I think you might want to investigate a SATA DOM (Disk on module). My
Thecus 5200 uses on and it seems a neat solution.
eg
http://www.innodisk.com/flashstorage-list.jsp?items_name=satadom
Simon
On 21/05/2011 09:19, Leslie Rhorer wrote:
-----Original Message-----
From: linux-raid-owner@xxxxxxxxxxxxxxx [mailto:linux-raid-
owner@xxxxxxxxxxxxxxx] On Behalf Of Brad Campbell
Sent: Friday, May 20, 2011 4:52 PM
To: linux-raid@xxxxxxxxxxxxxxx
Subject: Re: Software raid, booting and bios
On 21/05/11 03:32, Phil Turmel wrote:
the big deal is the lack of moving parts: No spindle bearing, no head
positioner gear train.
Sorry, this just tickled me. "gear train" ? Which decade are we talking
about?

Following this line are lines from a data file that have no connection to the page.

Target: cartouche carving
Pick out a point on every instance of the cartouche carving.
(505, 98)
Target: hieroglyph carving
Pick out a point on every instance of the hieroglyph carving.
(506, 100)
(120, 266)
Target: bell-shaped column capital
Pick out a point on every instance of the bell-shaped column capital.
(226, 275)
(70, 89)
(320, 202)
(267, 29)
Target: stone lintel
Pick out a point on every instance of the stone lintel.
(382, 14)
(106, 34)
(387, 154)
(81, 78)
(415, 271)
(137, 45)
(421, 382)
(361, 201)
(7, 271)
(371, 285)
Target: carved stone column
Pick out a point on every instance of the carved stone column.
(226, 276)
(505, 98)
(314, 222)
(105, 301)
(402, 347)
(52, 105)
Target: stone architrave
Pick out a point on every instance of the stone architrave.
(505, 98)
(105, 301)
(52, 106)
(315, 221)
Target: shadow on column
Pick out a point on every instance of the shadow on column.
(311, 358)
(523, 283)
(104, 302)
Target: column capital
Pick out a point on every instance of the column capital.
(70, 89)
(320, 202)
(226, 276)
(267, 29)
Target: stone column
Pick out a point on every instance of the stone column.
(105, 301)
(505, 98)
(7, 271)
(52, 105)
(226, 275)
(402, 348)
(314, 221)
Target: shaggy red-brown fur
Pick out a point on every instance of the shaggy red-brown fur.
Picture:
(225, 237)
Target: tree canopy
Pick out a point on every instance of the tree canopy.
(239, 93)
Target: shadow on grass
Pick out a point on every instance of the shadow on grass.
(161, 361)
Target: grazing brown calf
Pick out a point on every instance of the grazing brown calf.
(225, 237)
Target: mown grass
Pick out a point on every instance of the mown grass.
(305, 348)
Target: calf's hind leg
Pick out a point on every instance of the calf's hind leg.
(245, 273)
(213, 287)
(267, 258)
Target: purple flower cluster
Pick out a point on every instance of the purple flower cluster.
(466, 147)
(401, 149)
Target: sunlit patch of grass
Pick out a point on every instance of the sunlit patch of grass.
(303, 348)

The last drive I saw
that had any form of mechanical power transfer mechanism for head
positioning was a 60MB RLL Seagate
clunker.
Yeah, the number of moving parts in a hard drive is minimal. OTOH,
it's not zero.
Now, to add some form of use to the thread I've been using commodity CF
cards in home-brew CF to ATA
adaptors in embedded systems for 10 years. Flash is _the_ way to go for
high reliability systems
that don't have lots of write cycles.
My TV box that has no on-board PXE has been booting from a 10MB USB stick
using loadlinux since
2003. Dead reliable after ~69,000 hours power on time. I've not had a hard
disk last that long since
my old 200MB WD IDE drive (which is still running with over 100,000 hours
on it).
Oh, we have quite a number of embedded controllers with SCSI hard
drives that have been spinning continuously since 1992.